Each year hundreds of new educators across our state enter the education profession. They come with high hopes and dreams of positively affecting the lives of their students, and of instilling in their students the love of learning that they themselves feel. Unfortunately, research shows that about one-third of these beginning educators leave the profession within the first five years. Most beginning educators indicate the lack of support, isolation, feelings of loneliness and disillusionment, and lack of feeling effective in their jobs as the primary factors for exiting the profession.
Nationally, many school systems are taking steps to improve the way they bring their new educators into the profession. By creating and implementing an induction program, these schools hope to reduce or eliminate the factors that cause beginning educators to leave.
In Maine, action has been taken to ensure quality support of beginning educators by developing a set of standards and indicators for the induction of beginning educators. A rubric has also been developed to guide the development and assessment of district induction programs. Both the standards and the assessment rubric are based on current research related to supporting new educators in the profession and have been revised based on feedback from forty-five school districts across the State of Maine.

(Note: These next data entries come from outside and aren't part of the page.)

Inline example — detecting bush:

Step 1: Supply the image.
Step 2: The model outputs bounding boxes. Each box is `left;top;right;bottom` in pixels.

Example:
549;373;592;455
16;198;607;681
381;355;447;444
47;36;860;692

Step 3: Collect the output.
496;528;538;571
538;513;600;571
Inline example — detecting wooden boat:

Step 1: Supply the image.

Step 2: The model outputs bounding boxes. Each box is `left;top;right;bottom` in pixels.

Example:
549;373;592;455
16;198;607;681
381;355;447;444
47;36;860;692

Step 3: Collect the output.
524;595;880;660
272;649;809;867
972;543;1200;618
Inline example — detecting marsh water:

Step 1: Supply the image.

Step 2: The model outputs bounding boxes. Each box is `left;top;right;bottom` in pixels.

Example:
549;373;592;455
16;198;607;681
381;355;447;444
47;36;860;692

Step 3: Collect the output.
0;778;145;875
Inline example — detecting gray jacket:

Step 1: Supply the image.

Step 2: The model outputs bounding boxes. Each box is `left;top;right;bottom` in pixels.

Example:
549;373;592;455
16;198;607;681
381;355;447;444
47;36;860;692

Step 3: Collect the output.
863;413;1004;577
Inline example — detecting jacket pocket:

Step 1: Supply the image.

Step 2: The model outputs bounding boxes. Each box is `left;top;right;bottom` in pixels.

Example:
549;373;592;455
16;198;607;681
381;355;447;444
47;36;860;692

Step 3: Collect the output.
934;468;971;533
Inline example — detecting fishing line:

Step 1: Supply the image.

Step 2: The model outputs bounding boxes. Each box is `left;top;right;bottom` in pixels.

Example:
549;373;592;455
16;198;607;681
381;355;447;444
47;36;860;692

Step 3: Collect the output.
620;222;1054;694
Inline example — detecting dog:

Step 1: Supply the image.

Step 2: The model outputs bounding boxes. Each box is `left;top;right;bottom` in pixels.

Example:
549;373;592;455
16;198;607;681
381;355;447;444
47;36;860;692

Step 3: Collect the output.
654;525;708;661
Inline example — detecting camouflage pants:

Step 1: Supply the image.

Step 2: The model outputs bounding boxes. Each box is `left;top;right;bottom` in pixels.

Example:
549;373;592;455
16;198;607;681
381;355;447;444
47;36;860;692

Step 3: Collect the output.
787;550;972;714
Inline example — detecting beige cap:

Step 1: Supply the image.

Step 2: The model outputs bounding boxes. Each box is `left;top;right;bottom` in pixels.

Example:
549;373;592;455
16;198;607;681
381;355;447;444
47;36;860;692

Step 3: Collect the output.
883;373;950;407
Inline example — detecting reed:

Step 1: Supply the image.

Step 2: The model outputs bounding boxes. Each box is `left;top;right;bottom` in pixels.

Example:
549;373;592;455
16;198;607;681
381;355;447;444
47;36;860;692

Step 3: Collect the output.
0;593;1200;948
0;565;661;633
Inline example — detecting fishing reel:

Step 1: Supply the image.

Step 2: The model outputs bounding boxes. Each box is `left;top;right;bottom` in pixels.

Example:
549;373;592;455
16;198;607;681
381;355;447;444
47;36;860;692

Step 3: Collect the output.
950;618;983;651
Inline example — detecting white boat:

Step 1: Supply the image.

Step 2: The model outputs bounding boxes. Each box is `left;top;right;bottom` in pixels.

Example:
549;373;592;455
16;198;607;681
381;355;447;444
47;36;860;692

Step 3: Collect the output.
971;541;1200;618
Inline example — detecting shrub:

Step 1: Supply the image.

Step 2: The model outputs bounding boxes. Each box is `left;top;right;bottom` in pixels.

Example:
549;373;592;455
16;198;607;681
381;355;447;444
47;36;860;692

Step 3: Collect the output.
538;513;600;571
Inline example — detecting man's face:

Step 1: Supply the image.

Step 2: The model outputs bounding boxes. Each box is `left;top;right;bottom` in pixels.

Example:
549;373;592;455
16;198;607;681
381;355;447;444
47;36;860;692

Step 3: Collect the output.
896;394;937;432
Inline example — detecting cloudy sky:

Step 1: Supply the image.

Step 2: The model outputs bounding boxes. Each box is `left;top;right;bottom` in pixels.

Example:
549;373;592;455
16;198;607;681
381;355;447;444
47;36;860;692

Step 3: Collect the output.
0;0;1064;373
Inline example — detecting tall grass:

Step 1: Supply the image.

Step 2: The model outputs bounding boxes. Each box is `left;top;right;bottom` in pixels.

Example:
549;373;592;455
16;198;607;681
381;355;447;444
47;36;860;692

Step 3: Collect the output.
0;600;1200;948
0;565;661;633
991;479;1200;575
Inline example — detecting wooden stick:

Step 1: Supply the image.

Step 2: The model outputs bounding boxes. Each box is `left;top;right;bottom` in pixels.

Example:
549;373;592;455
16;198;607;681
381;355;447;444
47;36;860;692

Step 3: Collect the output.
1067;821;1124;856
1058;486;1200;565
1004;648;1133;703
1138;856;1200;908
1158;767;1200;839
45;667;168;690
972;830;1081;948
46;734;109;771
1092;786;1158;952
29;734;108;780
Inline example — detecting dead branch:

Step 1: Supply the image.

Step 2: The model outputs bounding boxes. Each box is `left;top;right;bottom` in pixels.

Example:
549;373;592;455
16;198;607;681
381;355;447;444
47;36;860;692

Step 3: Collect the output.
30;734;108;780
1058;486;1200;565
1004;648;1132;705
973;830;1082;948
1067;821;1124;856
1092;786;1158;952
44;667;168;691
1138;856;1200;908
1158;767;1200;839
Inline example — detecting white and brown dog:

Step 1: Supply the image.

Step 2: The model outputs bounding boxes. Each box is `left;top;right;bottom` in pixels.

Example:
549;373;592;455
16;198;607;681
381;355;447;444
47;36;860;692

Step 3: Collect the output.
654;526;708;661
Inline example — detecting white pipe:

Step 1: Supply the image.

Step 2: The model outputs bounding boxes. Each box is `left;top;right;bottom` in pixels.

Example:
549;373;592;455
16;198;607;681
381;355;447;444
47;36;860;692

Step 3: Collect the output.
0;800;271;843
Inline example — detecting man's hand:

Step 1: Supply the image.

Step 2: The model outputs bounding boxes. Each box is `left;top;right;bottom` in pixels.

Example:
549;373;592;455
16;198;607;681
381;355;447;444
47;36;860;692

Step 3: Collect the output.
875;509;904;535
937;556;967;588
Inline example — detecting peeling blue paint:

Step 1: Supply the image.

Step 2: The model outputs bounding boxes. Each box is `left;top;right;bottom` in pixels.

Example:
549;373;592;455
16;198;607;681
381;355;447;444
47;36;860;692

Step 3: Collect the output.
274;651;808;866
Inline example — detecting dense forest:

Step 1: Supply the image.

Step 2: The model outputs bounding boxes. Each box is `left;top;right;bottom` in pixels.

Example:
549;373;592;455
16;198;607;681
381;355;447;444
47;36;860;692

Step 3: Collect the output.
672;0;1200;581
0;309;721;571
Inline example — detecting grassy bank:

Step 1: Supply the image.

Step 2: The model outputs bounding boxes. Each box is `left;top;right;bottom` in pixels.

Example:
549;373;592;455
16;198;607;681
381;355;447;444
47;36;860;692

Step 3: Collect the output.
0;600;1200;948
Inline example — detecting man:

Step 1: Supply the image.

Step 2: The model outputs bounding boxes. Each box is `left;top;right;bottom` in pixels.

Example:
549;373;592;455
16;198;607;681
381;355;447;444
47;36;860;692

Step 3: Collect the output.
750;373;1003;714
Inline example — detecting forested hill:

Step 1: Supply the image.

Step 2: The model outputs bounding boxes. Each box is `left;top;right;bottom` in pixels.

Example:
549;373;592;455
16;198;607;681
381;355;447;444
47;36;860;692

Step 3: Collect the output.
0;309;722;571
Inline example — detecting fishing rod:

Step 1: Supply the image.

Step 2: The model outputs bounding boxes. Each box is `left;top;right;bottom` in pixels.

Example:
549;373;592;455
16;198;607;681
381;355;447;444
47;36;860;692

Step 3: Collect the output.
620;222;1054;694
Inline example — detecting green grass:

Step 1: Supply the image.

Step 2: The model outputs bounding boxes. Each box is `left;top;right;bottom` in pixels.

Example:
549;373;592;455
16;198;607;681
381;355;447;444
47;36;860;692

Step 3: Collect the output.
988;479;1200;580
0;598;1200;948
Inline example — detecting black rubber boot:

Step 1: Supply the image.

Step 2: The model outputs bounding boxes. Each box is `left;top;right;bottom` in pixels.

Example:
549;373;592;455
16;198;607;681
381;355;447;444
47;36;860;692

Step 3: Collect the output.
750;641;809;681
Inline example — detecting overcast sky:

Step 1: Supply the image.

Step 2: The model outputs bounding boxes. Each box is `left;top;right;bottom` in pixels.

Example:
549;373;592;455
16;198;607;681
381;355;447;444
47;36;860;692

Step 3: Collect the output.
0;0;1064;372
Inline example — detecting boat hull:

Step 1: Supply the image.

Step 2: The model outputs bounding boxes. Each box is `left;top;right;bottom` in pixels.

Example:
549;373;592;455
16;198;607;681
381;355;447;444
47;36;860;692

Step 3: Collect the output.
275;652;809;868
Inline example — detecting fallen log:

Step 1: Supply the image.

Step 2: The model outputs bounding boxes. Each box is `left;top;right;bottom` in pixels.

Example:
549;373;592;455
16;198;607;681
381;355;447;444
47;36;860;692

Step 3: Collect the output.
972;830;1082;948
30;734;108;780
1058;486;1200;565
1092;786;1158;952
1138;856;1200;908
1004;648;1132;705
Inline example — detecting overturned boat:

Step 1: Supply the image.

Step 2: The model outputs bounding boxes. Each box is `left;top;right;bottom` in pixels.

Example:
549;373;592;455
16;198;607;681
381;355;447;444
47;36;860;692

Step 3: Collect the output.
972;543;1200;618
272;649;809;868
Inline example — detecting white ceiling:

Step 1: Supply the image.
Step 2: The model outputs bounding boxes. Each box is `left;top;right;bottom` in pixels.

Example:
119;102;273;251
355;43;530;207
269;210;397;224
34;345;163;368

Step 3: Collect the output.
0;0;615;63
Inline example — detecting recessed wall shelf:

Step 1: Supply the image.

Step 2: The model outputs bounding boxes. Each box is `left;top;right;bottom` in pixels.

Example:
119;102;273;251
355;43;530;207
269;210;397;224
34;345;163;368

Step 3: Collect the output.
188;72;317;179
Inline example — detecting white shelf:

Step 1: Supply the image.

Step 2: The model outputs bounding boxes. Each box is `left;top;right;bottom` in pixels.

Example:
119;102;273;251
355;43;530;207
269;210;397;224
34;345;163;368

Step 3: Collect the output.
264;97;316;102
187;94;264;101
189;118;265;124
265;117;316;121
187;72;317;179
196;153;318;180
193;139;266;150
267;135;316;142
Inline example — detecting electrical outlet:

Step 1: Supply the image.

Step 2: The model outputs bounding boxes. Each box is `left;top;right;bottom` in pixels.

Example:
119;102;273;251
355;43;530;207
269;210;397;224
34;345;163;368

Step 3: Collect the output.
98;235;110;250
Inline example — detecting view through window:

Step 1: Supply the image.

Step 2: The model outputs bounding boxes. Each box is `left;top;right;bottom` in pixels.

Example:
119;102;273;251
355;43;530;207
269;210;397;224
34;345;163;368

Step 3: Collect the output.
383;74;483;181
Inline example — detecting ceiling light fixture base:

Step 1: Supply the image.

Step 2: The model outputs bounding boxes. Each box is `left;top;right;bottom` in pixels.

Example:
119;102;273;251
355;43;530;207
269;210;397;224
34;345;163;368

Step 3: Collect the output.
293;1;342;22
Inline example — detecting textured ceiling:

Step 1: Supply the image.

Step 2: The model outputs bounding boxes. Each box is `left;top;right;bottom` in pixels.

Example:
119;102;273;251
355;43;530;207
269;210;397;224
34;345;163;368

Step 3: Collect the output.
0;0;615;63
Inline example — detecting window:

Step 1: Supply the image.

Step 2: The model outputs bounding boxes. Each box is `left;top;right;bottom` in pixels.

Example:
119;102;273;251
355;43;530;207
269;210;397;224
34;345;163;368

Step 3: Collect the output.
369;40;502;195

The intent of Maine’s educator induction model is to provide a systematic structure of support for beginning educators. Educator induction programs can help new educators improve teaching practice, learn professional responsibilities and ultimately positively affect student learning. In addition to providing support for beginning teachers, these programs allow mentor teachers to reflect upon their own teaching practice and to unite the professional community as each individual works toward the same goal-- improving the quality of education. Induction programs also have the potential to elevate the teaching profession and foster a collaborative learning community for all educators. These benefits can lead to a much higher rate of retention, as new educators find themselves in an environment that cultivates continual growth and success.